Mihwangsa was founded during the reign of Shilla King Gyeongdeok (749 C.E.), and the story of its foundation is quite interesting. One day a stone boat appeared in the sea in front of the village. People heard beautiful sounds, a heavenly hymn glorifying the Buddha’s virtue, coming from the ship. But when they approached the stone ship to investigate, the ship moved back away from the shore. However, when they gave up and turned their backs to leave, the ship would return closer to the shore again. This went on for several days. When Ven. Uijo heard this news, he started chanting and praying, and the boat reached land safely. Inside the boat was a box made of gold and a black rock. The monk found a Buddha statue and sutras inside of the golden box, and when he broke open the rock, a black cow leapt out. That night, the monk saw a golden man in his dream, who told him that the boat had come from India, and that he should build a temple wherever the cow stopped.
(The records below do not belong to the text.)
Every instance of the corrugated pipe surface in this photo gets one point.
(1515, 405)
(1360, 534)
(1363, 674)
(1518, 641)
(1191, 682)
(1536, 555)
The next day, the Buddha statue and sutras were loaded on the back of the cow, which started to climb up the foothills of Dalmasan. About halfway up, the cow loudly mooed, fell down and didn’t get up again. So the monk built a temple in that place and called it Mihwangsa. The temple is named Mi (beautiful) after the unusually pleasing, strangely musical bellow of the black cow, and Hwang (yellow/gold) after the golden robes of the man in Great Master Euijo’s dream.
Mihwangsa is a temple as beautiful as its name. The rocky ridge of Dalmasan surrounds Mihwangsa, as if the landscape is from a panel on a folding screen. Also the glow of the setting sun, as seen at dusk from the temple, has been a wondrous sight for many people, since long ago.”
"Jeondeungsa Temple is located on Ganghwa Island. It’s been said that Jeondeungsa was founded in the Goguryeo Period, during the reign of King Sosurim (381 C.E.) by the Ven. Ado, who called it Jinjongsa Temple. If it’s true, then Jeondeungsa can be considered to be the temple having the oldest history in all of Korea. During the Goryeo Dynasty, Jinjongsa fought against the invasion of the Mongol hordes, and helped bring about the revival of Buddhism. The Goryeo Royal Family set up their temporary court on Ganghwado Island after fleeing from the city of Gaeseong, and constructed a temporary palace within the temple grounds. When the royals returned to the capital city of Gaegyeong, during the reign of King Chungryeol (1282), the name of the temple was changed to Jeondeungsa. During this period of the Joseon Dynasty, when Confucianism was worshipped and Buddhism largely suppressed, Jeondeungsa didn’t lose its position as a significant temple. In the reign of King Sukjong (1678), the temple was charged with protecting the ancestral records of the Joseon Dynasty royal family, so from 1719 until 1910 Jeondeungsa’s senior monk always held the highest position of any monk in the Joseon Dynasty."